Learning from these tragedies requires us seeing how some lives — yes, black lives — do not matter now. It requires recognizing that the lives of police matter, but that we are not all similarly situated. It requires recognizing that there are in fact dangers that we must confront, but we are safer when we confront them together. It requires us to pay closer attention to what our structures and institutions are doing to either shorten and devalue life or to enhance and promote life. It requires challenging those who, through their words or their practices and policies, deny that some lives matter. Even while challenging them, we must also hold on to their humanity in order to fully claim our own.

We must engage and hold on to the humanity of black people. We must engage and hold onto the humanity of police. It is not enough to support the police and ignore black lives being killed with regularity by the state. It is not enough to only care about black lives and ignore that most police take their role to protect seriously and that it is a dangerous job. And it is very problematic to insist that because people of all stripes are protesting in our democracy — in our country that was born of protest — that the protesters are un-American.

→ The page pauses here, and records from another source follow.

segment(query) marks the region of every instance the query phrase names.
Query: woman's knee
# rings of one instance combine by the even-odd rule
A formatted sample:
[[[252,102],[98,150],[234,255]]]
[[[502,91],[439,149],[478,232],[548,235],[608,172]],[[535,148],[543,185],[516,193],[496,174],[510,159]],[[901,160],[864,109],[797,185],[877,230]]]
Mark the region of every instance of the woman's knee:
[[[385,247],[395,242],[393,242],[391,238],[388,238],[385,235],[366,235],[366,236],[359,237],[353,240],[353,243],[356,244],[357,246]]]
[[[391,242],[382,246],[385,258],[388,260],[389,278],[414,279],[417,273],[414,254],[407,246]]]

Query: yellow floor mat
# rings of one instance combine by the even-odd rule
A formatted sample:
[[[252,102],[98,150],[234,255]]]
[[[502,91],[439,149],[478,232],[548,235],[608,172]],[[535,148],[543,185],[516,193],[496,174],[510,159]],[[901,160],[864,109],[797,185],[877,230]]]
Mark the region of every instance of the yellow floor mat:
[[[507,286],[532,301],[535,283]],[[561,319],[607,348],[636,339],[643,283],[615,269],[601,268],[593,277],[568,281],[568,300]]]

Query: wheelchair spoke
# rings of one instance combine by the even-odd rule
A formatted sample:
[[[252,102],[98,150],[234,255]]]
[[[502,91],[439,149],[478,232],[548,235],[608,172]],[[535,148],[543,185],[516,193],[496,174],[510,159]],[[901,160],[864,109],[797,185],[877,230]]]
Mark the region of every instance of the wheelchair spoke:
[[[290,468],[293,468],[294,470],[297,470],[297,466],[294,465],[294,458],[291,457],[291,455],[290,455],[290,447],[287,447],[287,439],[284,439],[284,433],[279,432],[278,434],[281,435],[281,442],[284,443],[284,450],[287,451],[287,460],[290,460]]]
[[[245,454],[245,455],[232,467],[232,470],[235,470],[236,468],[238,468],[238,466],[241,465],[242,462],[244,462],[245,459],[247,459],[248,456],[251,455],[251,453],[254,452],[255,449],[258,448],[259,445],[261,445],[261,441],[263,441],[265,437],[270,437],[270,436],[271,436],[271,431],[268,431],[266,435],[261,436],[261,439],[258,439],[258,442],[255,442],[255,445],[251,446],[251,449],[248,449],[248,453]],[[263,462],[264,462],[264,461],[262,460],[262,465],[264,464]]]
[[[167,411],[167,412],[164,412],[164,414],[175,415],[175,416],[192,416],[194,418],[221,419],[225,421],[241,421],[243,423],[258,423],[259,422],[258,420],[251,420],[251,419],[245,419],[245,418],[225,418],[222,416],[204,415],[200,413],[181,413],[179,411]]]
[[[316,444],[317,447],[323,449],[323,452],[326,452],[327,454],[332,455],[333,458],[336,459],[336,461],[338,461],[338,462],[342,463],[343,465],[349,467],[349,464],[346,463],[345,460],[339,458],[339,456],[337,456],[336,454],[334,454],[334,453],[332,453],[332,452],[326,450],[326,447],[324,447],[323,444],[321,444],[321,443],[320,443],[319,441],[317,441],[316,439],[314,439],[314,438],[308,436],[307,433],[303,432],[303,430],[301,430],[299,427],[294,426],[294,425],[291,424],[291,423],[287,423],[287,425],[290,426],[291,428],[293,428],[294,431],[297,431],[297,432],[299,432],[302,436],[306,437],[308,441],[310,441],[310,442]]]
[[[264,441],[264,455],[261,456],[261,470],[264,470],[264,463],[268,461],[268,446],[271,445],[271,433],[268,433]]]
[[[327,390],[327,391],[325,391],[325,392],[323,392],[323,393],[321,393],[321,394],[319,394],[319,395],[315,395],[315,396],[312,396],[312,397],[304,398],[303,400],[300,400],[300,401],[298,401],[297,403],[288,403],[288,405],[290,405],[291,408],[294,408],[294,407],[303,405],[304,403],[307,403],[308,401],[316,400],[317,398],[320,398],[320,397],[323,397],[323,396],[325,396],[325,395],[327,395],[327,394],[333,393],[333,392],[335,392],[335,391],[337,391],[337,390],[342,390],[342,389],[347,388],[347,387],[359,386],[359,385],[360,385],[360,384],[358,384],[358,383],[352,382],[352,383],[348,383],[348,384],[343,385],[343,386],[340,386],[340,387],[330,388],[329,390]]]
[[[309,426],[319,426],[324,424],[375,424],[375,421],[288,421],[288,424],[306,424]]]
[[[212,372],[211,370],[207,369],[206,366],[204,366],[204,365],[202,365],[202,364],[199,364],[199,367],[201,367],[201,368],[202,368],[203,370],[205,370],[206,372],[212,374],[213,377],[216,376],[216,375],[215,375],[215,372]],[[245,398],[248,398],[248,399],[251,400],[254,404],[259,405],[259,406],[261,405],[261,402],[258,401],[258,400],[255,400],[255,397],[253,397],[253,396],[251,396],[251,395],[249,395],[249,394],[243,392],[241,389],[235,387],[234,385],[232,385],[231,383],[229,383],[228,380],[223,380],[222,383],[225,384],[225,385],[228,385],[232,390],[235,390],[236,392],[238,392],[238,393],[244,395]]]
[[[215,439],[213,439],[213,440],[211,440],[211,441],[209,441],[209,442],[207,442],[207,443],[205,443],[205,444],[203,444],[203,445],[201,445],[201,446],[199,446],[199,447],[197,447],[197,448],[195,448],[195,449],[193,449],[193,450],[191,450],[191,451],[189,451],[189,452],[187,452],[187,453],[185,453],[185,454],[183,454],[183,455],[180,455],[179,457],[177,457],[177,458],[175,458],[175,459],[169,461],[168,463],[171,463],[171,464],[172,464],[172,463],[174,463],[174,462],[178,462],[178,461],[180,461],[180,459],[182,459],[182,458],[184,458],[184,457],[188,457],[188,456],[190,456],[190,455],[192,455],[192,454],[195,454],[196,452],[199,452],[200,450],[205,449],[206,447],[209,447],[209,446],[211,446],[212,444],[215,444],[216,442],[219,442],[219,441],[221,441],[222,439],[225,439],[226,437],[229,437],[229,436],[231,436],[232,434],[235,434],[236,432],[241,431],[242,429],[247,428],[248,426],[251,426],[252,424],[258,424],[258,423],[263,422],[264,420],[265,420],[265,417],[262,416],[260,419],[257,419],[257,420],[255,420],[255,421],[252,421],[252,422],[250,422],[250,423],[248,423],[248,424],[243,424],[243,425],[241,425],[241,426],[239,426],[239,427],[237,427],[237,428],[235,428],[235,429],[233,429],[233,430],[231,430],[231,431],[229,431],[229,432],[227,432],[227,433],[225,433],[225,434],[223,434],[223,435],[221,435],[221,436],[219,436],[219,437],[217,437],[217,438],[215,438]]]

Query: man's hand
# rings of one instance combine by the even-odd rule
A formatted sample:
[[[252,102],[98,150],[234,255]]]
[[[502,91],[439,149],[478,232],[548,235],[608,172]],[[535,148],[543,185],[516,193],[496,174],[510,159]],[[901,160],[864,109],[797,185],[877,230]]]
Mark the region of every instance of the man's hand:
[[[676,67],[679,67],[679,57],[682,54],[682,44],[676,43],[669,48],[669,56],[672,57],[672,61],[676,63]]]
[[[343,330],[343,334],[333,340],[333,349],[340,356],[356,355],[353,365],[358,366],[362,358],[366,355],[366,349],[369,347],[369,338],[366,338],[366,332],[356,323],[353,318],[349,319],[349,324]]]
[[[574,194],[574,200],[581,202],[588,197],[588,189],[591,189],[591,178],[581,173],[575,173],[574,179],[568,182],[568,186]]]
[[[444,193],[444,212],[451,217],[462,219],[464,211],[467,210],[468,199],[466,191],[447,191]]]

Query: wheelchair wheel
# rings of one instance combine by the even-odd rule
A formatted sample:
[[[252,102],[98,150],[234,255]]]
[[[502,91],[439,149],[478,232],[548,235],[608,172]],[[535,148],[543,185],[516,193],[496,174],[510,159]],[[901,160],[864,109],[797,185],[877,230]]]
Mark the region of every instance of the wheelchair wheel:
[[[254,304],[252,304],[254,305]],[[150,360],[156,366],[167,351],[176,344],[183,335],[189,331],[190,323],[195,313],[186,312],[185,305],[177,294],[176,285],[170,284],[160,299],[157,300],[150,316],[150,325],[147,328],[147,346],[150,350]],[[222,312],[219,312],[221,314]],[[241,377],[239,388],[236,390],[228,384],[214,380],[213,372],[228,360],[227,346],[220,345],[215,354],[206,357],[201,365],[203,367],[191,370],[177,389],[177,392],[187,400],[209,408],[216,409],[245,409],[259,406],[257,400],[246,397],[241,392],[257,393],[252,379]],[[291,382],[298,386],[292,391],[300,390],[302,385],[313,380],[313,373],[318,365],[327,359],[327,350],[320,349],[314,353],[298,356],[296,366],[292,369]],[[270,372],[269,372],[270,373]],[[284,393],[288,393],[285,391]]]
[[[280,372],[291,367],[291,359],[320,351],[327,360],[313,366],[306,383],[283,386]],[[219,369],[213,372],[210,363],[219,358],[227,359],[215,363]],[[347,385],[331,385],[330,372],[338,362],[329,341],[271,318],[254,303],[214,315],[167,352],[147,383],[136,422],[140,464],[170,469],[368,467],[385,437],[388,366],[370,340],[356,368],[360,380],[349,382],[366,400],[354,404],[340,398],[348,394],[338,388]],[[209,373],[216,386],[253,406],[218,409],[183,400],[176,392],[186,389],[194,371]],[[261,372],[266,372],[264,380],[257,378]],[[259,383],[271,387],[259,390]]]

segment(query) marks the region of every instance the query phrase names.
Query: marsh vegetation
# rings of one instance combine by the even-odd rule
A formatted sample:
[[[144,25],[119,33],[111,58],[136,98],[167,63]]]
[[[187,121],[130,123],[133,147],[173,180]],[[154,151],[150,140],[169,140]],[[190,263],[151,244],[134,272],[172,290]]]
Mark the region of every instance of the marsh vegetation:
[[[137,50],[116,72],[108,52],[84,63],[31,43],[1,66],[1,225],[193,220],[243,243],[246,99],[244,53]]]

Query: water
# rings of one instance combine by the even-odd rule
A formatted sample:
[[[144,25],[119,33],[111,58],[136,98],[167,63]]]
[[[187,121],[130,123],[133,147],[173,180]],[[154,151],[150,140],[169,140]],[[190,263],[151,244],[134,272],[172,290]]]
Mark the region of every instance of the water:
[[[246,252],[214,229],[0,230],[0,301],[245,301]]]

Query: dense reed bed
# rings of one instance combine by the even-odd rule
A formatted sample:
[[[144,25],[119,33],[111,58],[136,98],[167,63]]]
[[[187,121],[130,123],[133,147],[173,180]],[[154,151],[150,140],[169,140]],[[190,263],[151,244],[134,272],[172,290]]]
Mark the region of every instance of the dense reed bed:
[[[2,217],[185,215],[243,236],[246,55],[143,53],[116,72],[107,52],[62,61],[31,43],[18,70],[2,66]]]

Can we tell a different story? I believe we can and we must. It starts by recognizing there is not just one story. There are many stories and they all touch on part of the truth. When we learn to hear each others’ stories and build a more inclusive story, we will make progress. Our country is in flux and it’s also increasingly polarized. But when we insist on giving into polarization, there is little room for hope.

We must reach for a new story. This story requires a new language that is not binary. A language that can hold respect for the police while challenging structures that do not serve us well. This requires dropping the impossible demand that blacks must first prove that their lives matter. This requires being willing to ask more of the black community, but not the impossible. This requires asking more of the white community, but not the impossible. This requires recognizing that the black, white, brown, Asian, Native-American, and mixed-race communities are all our America. This requires that we be willing to do things differently, whether it’s in how we fund and populate our schools and police departments to how we approach guns and violence in our society.

Most importantly, this new story requires that we recognize that we are all a part of each other and that we make all our practices reflect this. This new story requires more than words. It requires actions. It requires reaching inside ourselves and out across the gulf that threatens to divide us. This new story requires that we lean away from hate and into love. We will make mistakes and there will be setbacks, but we can collectively give birth to a new story and a new way of being.

Some will insist that things have improved. And they have. Some will insist that things have gotten worse, and they have. The question we must ask is: How do things get better? And equally important: What is our role in creating a new story to ensure things will?